Twists of fate
Review by Norah Pendergast

Same Time, Next Year
Watermark Theatre
June 25–August 31
Performed by: Cameron MacDuffee (George) and Jody Stevens (Doris)
Directed by: Robert Tsonos
Written by: Bernard Slade
Supported by: Khushi Chavda (set and costumes), Alison Crosby (lighting), Aaron Comeau (sound), Anne Putnam, Kate Redding, Katie Fitz-gerald (stage managers)
This summer, Watermark Theatre stays true to its tradition of offering critically acclaimed productions with Same Time, Next Year, a massively successful Canadian play written in 1975 that spent four years on Broadway, won Tony Awards, and was adapted into a major motion picture.
This sophisticated rom-com introduces the two lead characters in a hotel room the morning after a one night stand. The story follows Doris, played by Jody Stevens, and George, played by Cameron MacDuffee, through twenty-four years of their extra-marital affair, played out in an annual extramarital rendez-vous. The couple wrestles with moral judgements, ruminating guilt complexes, and intense physical attraction. Through dialogue, their home lives and family dynamics are revealed.
As the decades pass from the 1950s to the 1980s, viewers witness the social eras through the personal lives of the characters and via lively references to the wider world. The rhythm of the production is anchored by Doris and George’s periodic connections to global historical events, with time lapses that contrast with the immediacy of the contemporary era of social media.
Cameron MacDuffee, who has starred in many productions for the Charlottetown Festival, plays the neurotic accountant and family man, George.
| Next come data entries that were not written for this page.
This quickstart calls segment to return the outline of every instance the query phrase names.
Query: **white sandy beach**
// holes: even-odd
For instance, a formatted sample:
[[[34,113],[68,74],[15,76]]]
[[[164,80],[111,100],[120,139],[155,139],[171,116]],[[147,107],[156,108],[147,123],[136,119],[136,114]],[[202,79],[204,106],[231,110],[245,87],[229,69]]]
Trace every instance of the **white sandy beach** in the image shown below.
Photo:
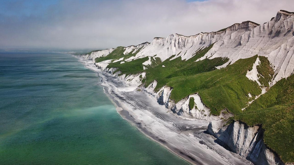
[[[102,72],[92,61],[80,58],[86,67],[98,73],[106,93],[124,119],[147,137],[196,164],[252,164],[215,142],[204,133],[209,122],[185,119],[174,114],[136,87],[124,84],[116,77]]]

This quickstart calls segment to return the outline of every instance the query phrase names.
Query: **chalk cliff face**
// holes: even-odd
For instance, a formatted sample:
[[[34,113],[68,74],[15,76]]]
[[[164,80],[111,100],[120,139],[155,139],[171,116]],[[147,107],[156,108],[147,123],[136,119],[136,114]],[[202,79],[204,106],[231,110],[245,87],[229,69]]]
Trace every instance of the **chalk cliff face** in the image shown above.
[[[243,33],[250,30],[258,25],[249,21],[235,23],[225,30],[219,32],[201,33],[195,36],[186,36],[177,34],[170,35],[166,38],[155,38],[151,43],[141,50],[130,60],[146,56],[156,57],[164,61],[173,55],[182,59],[188,60],[197,50],[206,48],[219,40],[223,40],[233,33]]]
[[[226,57],[222,66],[240,58],[258,54],[267,57],[276,75],[273,85],[293,74],[294,70],[294,13],[281,10],[270,21],[243,33],[235,32],[216,43],[201,60]],[[210,56],[211,55],[212,56]]]
[[[86,58],[89,60],[94,60],[95,58],[97,57],[106,56],[110,53],[112,52],[112,51],[114,50],[114,49],[111,48],[111,49],[108,49],[102,50],[93,51],[91,52],[89,54],[85,55],[83,57],[84,58]]]
[[[263,131],[257,125],[248,127],[239,121],[224,126],[221,120],[210,122],[208,132],[221,144],[256,164],[283,164],[263,143]]]
[[[256,54],[265,56],[274,72],[273,78],[270,82],[270,87],[282,78],[287,78],[294,73],[293,24],[294,13],[281,10],[270,21],[261,25],[246,21],[235,24],[216,32],[201,33],[189,36],[175,34],[166,38],[154,38],[151,43],[146,42],[137,46],[125,48],[124,55],[131,53],[136,53],[133,56],[128,56],[126,59],[123,57],[105,60],[95,64],[101,70],[113,74],[117,68],[108,68],[109,63],[119,61],[123,63],[148,57],[148,60],[142,64],[144,71],[146,71],[146,66],[151,65],[152,60],[155,60],[156,58],[163,61],[175,55],[170,60],[180,57],[182,60],[187,60],[194,56],[196,52],[213,44],[212,48],[196,61],[218,57],[228,58],[227,62],[216,67],[220,69],[232,64],[240,59],[249,58]],[[96,58],[107,56],[114,50],[112,48],[94,51],[83,56],[88,60],[94,60]],[[246,76],[258,84],[262,90],[262,95],[266,91],[265,87],[258,80],[260,75],[256,67],[260,63],[259,58],[258,58],[253,64],[252,69],[248,71]],[[163,65],[162,66],[165,67]],[[141,73],[126,76],[125,74],[121,75],[121,73],[120,71],[116,72],[114,75],[125,84],[138,87],[138,89],[149,94],[157,99],[159,104],[164,105],[175,114],[185,118],[211,121],[208,126],[208,132],[225,144],[230,150],[255,164],[283,164],[276,154],[267,148],[263,143],[263,131],[259,126],[248,127],[238,121],[225,126],[222,119],[233,116],[226,110],[223,110],[219,116],[211,115],[210,110],[203,103],[201,96],[198,93],[187,96],[175,103],[170,99],[173,90],[172,87],[166,85],[156,87],[156,80],[148,86],[144,87],[143,80],[146,73],[140,72]],[[160,89],[156,91],[156,88]],[[248,95],[249,97],[252,97],[250,93]],[[255,96],[255,99],[260,96]],[[192,98],[195,106],[191,107],[189,105]],[[248,103],[250,103],[250,102]]]

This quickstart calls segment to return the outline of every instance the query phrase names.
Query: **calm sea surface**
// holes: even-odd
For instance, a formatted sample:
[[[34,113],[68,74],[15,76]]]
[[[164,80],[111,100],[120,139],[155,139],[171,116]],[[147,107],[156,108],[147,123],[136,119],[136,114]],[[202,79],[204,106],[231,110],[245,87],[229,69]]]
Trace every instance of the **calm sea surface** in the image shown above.
[[[123,119],[69,55],[0,53],[0,164],[187,164]]]

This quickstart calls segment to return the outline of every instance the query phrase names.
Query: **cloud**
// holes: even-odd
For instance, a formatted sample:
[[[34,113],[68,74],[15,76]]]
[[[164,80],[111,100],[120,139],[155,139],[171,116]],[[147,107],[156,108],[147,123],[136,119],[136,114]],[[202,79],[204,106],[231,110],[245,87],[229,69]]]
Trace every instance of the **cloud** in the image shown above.
[[[172,33],[268,21],[292,0],[64,0],[0,2],[0,48],[103,49]]]

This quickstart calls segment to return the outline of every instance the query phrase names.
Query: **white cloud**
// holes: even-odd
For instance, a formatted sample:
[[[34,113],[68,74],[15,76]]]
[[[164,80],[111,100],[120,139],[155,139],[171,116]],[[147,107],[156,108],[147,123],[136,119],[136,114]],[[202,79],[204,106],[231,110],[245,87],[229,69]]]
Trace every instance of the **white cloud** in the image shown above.
[[[0,47],[126,46],[247,20],[263,23],[280,9],[294,11],[293,6],[293,0],[64,1],[29,16],[0,14]]]

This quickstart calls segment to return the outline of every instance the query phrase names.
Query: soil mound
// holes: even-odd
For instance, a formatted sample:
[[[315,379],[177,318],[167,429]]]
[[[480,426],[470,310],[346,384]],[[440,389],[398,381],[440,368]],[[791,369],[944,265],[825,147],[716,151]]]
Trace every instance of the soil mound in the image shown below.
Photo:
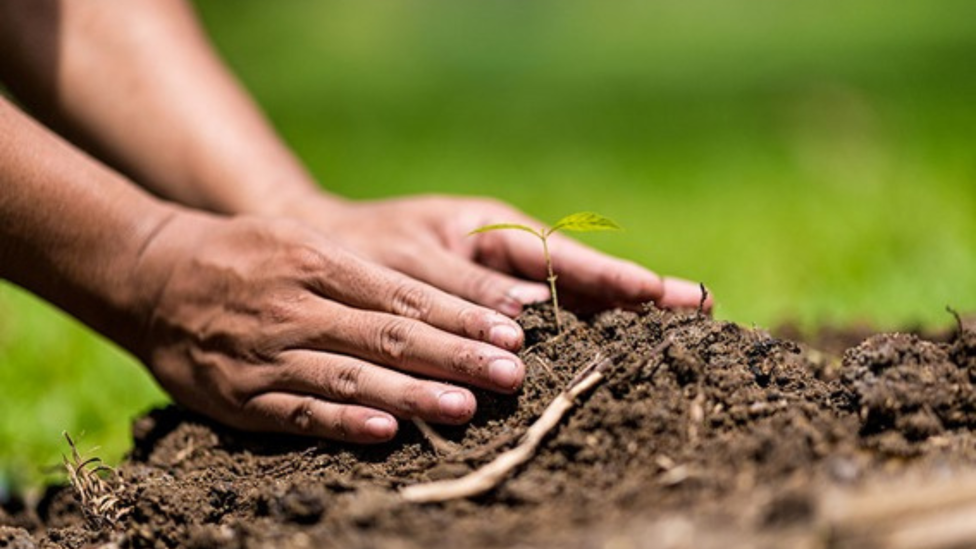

Jody Stevens, a seasoned actor of stage and screen, plays Doris, a proper Italian mother whose alibi for her absences is an annual Catholic retreat. Both actors navigate the evolution of their characters convincingly; the attraction to escape from the social responsibility and family duties is highly relatable, as they deal with the consequences of liberation and the confines of gender through the bends and twists in their lives.
The two strong leads carry the script, drawing on humour and compassion in their storytelling. The intimacy of the hotel room set offers an alluring voyeuristic experience of emotional gymnastics and very human, though scandalous, behaviour. Viewers can expect an excellent period comedy played out during the wider culture clashes of the Cold War era, including some of the rhetoric of ideological social trends, political beliefs, and pop psychology. Clever sound and costume design signal the passing of years.
In the first half of Same Time, Next Year, the action builds and viewers are lulled. As in life, twists of fate in the second half leave audience members audibly gasping, and I was left laughing at the prisons we build for ourselves and convinced of how attractive vulnerability is within the human motivations that connect us through time and place.